I want to talk specifically about Christoph Waltz now. Waltz is one of my favorite currently active actors. In fact, I like him more than every other actor/actress in Spectre. Christoph Waltz’s name is usually enough to get me to the theater and usually I come out with no regrets. Spectre is guilty of criminally underusing one of the best actors in Hollywood! IT’S CRIMINAL I SAY!! It’s my understanding that Blofeld (Waltz) is supposed to be Bond’s foil, the Joker to his Batman. If that’s actually the case then I think the writers missed a big opportunity with Waltz. I feel that Javier Bardem did a much better job of being Bond’s foil than Waltz did. Bardem was intelligent, physically imposing, flamboyant, and everything you could hope for in a Bond villain. I don’t want to give anything away but Blofeld’s motivations were pretty lame. Hell, even Dave Batista was a more menacing villain! There was one moment when Blofeld finally posed a real threat to Bond, one moment that had me on the edge of my seat, only for it to end in disappointment with another plot hole. Spectre (the organization) was shrouded in mystery and menace for the first three movies, an organization that moved in the shadows and had seemingly limitless power. When this movie revealed the inner workings of the organization it felt like your mom came in and turned the lights on when you were telling a scary story and the whole thing lost much of its bite.

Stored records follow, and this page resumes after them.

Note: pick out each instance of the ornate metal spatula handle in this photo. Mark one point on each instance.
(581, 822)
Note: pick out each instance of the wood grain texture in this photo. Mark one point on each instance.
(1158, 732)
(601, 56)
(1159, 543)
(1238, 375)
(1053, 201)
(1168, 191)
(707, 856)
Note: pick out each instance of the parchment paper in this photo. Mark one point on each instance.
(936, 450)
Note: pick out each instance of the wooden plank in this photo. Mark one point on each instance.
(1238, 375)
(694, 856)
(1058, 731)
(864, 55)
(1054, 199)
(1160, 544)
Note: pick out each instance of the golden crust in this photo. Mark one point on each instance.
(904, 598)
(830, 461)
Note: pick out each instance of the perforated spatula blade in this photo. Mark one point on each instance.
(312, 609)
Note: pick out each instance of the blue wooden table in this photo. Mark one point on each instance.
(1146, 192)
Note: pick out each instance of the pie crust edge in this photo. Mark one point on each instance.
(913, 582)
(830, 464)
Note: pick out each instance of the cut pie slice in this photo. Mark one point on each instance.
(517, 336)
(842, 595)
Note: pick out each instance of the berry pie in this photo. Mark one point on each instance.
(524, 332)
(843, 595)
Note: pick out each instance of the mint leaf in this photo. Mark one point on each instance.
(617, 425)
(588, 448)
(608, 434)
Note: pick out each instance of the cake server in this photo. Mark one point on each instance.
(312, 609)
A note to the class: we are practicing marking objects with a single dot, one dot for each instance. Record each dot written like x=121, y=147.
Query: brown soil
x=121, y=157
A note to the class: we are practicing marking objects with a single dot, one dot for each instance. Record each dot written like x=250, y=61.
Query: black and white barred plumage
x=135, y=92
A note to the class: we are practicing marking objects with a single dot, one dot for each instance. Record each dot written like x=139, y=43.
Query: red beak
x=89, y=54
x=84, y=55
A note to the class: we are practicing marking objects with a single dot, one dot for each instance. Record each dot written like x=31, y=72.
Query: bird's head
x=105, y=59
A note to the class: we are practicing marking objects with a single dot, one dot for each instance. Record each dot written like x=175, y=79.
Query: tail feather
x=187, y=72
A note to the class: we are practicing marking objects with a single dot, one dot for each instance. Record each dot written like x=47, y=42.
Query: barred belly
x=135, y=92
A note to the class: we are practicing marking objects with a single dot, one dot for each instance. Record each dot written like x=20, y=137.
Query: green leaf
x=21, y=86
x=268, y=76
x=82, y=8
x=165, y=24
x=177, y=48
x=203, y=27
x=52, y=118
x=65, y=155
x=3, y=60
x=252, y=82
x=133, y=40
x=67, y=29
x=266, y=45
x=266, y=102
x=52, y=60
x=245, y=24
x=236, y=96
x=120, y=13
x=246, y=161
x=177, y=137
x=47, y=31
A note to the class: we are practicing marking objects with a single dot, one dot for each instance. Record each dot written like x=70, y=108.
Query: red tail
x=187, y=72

This movie was great for many reasons beyond what I listed above and I definitely recommend watching it while it’s still in theaters but if you go in expecting to be blown away you’ll probably leave a bit underwhelmed. This movie seemed like a return to the older style of Bond film where things were less realistic and a tad more on the ridiculous side. That’s not necessarily a bad thing but it marks a difference in style from the rest of the films in Daniel Craig’s run. I had heard criticism that Craig’s movies were too much like regular spy movies and had lost the flair and wonkiness that were in previous entries into the series but I was a fan of the more serious and brooding style. Maybe that explains why I wasn’t as thrilled with Spectre as I was with Skyfall. All that being said, watch this movie.